The general reaction has been negative because the move could mean Disney is bearish on its subscriber growth outlook amid concentrated competition in the streaming sector. Adding an ad-supported tier could threaten renewal rates of existing paid subscribers or encourage new subscribers to come in at a lower tier. There's also concern that Disney is mainly adding the ad-supported tier just so it can hit its long-term target of 230 million to 260 million Disney+ subscribers by fiscal 2024 -- even though the financial benefit per subscriber would go down.

Pricing power

Disney's FastPass system existed for roughly 20 years. Uprooting that process coming off of two of Disney's worst park performance years in recent history took guts. The success of Genie+ and Lightning Lane paired with higher ticket prices and food and beverage costs at Disney's parks shows that Disney's business has pricing power -- making it incredibly resistant to inflation.

The success of recent movies and shows on Disney+, such as The Book of Boba Fett, as well as anticipation for the release of a live-action version of Pinocchio starring Tom Hanks and the Obi-Wan Kenobi miniseries in May shows that Disney is producing the quality content that its audience craves. In short, Disney has once again proved the power of its brand and its ability to combat inflation by passing along higher costs to its customers. 

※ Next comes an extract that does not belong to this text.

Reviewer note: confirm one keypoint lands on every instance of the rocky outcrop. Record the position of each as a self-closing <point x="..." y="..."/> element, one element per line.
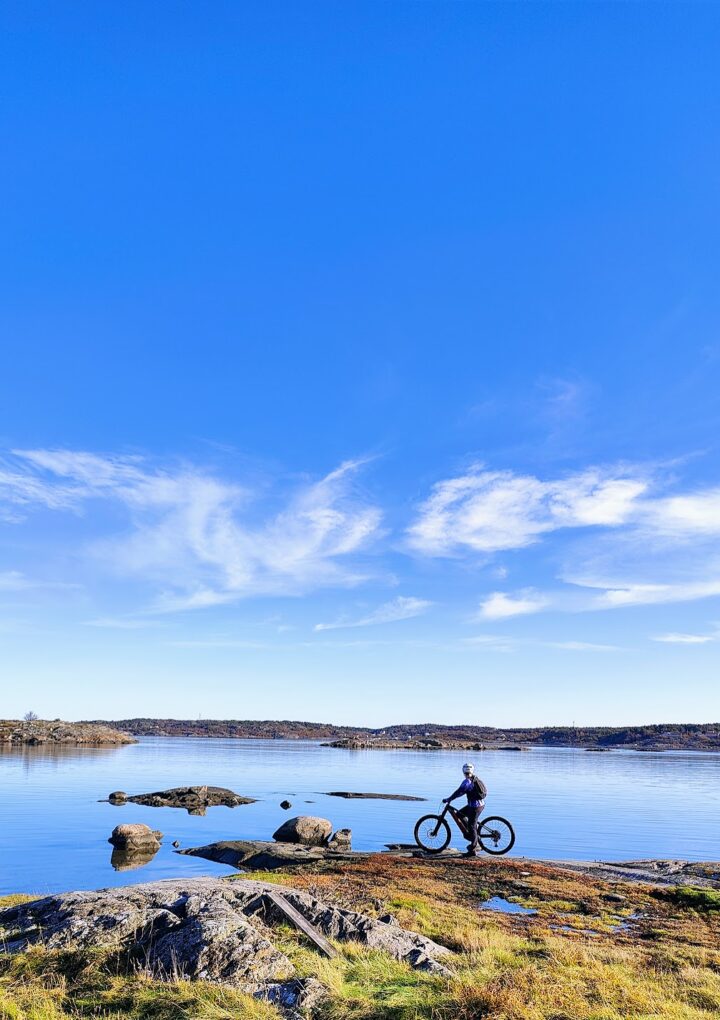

A business that makes sense

In today's volatile stock market, it's more important than ever to understand what businesses you own and why you own them. Aside from it being one of the most powerful media companies in the world, what I like most about Disney is that it's a business that is easy to understand and will likely be around for decades, if not centuries, to come.

Kids who grew up with Disney tend to pass along that love to their kids. That's a pattern that can last for generations. And with the Disney universes like Marvel and Star Wars becoming larger and more immersive through shows, movies, and rides, Disney is able to create customer value on- and off-screen.